Матушкин брился. На пустой бочке стоял желтый осколок зеркала, а в солдатском котелке парила подогретая на «катюше» вода.

— Тьфу! — Матушкин спешил, а старая, наполовину съеденная точилом «опаска» серпом царапнула по щеке. Показалась кровь. Матушкин попробовал зажать ранку пальцем, но ничего не выходило. Сунул руку в карман, вынул кисет. Глаза еще были сужены, но стальной блеск в них пригас: гнев — первый, слепой остался уже позади, жестокость расчетливого урока — тоже.

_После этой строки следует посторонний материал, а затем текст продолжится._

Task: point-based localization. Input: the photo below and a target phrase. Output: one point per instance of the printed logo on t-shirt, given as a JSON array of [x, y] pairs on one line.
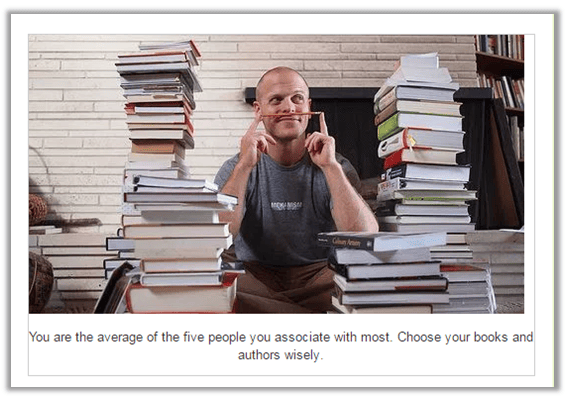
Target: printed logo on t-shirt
[[286, 205]]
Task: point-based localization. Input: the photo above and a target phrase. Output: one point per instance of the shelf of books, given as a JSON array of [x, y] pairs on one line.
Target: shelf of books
[[500, 66], [420, 262], [170, 242]]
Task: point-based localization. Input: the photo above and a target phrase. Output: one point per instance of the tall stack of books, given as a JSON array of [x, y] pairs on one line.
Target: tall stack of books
[[170, 229], [385, 272], [419, 125]]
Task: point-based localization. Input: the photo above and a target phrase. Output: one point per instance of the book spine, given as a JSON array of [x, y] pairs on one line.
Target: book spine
[[350, 242], [393, 159]]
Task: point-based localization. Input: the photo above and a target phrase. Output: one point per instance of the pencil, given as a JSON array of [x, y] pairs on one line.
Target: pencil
[[286, 114]]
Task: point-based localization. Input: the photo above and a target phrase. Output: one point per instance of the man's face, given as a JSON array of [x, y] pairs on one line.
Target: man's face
[[283, 92]]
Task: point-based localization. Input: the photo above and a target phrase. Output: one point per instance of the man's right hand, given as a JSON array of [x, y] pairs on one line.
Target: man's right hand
[[253, 143]]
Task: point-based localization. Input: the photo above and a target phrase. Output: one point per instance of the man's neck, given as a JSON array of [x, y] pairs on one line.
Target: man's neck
[[288, 153]]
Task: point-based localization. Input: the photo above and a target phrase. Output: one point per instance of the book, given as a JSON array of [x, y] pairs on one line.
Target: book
[[428, 228], [464, 272], [459, 173], [181, 278], [171, 157], [151, 146], [401, 120], [183, 67], [424, 219], [176, 230], [182, 299], [173, 173], [189, 197], [426, 194], [421, 139], [451, 108], [433, 283], [426, 60], [156, 164], [410, 91], [420, 156], [354, 256], [180, 265], [158, 253], [385, 309], [182, 136], [171, 217], [419, 184], [142, 180], [158, 56], [379, 241], [377, 298], [380, 271], [156, 118], [114, 243], [394, 207], [184, 207]]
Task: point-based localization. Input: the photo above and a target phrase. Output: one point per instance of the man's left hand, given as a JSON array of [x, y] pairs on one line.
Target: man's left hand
[[321, 146]]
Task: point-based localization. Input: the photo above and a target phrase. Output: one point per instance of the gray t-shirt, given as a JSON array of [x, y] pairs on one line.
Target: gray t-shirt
[[285, 208]]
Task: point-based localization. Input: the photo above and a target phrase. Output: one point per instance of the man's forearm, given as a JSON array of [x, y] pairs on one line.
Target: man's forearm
[[350, 211], [236, 186]]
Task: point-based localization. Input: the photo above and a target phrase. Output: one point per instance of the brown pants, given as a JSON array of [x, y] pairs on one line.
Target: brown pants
[[301, 289]]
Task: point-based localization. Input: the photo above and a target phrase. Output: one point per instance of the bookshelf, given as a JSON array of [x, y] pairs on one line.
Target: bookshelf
[[500, 66]]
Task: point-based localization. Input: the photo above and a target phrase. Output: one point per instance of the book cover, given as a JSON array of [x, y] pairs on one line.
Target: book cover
[[379, 241], [382, 271]]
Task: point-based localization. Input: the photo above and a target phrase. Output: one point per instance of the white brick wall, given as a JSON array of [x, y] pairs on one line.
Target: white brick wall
[[77, 133]]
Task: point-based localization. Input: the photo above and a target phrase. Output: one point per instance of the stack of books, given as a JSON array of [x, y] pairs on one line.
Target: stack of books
[[170, 231], [419, 125], [470, 290], [385, 272]]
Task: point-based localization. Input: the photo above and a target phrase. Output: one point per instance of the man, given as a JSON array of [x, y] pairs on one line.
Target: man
[[291, 185]]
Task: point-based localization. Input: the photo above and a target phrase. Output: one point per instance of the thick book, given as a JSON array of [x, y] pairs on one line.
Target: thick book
[[341, 255], [450, 108], [385, 309], [182, 299], [460, 173], [169, 157], [379, 241], [181, 136], [381, 271], [421, 139], [394, 207], [176, 230], [420, 156], [403, 120], [176, 253], [379, 298], [180, 198], [142, 180], [430, 283], [171, 217], [418, 91], [181, 278], [424, 219], [180, 265], [462, 195], [158, 147], [174, 173], [464, 273], [419, 184], [428, 228]]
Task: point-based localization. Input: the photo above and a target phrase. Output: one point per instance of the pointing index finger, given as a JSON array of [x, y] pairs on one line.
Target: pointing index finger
[[323, 127]]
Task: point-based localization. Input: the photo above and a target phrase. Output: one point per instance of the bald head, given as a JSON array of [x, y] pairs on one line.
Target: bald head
[[284, 71]]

«Трибунал, значит… Ха, — блеснул он глазами. — Да даже если б и потянуло на трибунал… Ну, сдал бы… А дальше бы что? — Хмурясь, достал из кармана кисет, из него кусочек газеты, заготовленный под табачок, послюнявил его, наложил пластырьком на порез. — Дальше-то что? Двоих уже нет, не воротишь. Забрали бы и этого. А зачем? За битого двух небитых дают. А уж я-то его… Пуще всякого трибунала. — Сокрушенно заскреб пятерней седой заросший затылок, — И зря. Да еще этак-то… Ведь не шкуру ж свою он спасал. Напротив, и себя под удар подставлял. Понят дело? Вот так! — Опять досадливо зачухал загривок. — Эх, как мальца-то я настращал. Ладно. Дай-то бог, чтобы на пользу. — Мыльная пена, ссыхаясь на шее, на ушах, на щеках, казалось, поскрипывала и шипела, бритва подрагивала, зажатая в прокуренных пальцах, лицо, недавно еще деревянное, злое, начинало мягчеть. — Жаль солдат, — ныла и ныла душа. — Эх, да как же не жаль! Ребята совсем. Как Колька мой. — Вспомнив сына, вздохнул. Задумался, погрустнел. — Как он там? В тылу — и то хорошо. А эти… Э-эх, — вздохнул он, — эти, считай, совсем еще и не пожили. — Вдруг подумал, что, наверное, еще и не любили… Сальчук-то и Пашуков. Должно, и не изведали еще ничего. — Но им-то что?.. Им теперь ничего: смерть их настигла мгновенно, не успели и пожалеть ни о чем, слава богу, не мучились. Но отцам-то их, матерям, — снова кольнуло занозой сердце таежника, — боль, горе горькое, неизбывное, ведь на всю-то жизнь… сколько осталось… на всю! Навсегда! Ждут, поди, сынов и не ведают еще… Письма им, наверное, пишут, сынкам-то, а их уже нет». Сунул руку под полушубок. Вот оно, письмо от Кольки, на сердце лежит. Раз десять прочел, запомнил каждую строчку, каждое слово.

«Жутко я хитрый, папаня, стал, — писал ему сын, — все наперед могу угадать. Я ведь как? — хвастал Николка. — Я, папаня, завсегда помню ваш наказ. Давеча рыси двух телок заели, а осенью, я писал уже вам, кошка эта убила ивленского малыша. И у всех в затылке дыра. Так я, папаня, из старого валенка сделал себе на затылок забрало, как на картинке, помните, у богатырей? Бляшек железных на войлок наклепал, шипов. Кинется куцая — сразу не убьет, а я тем часом ее ножом.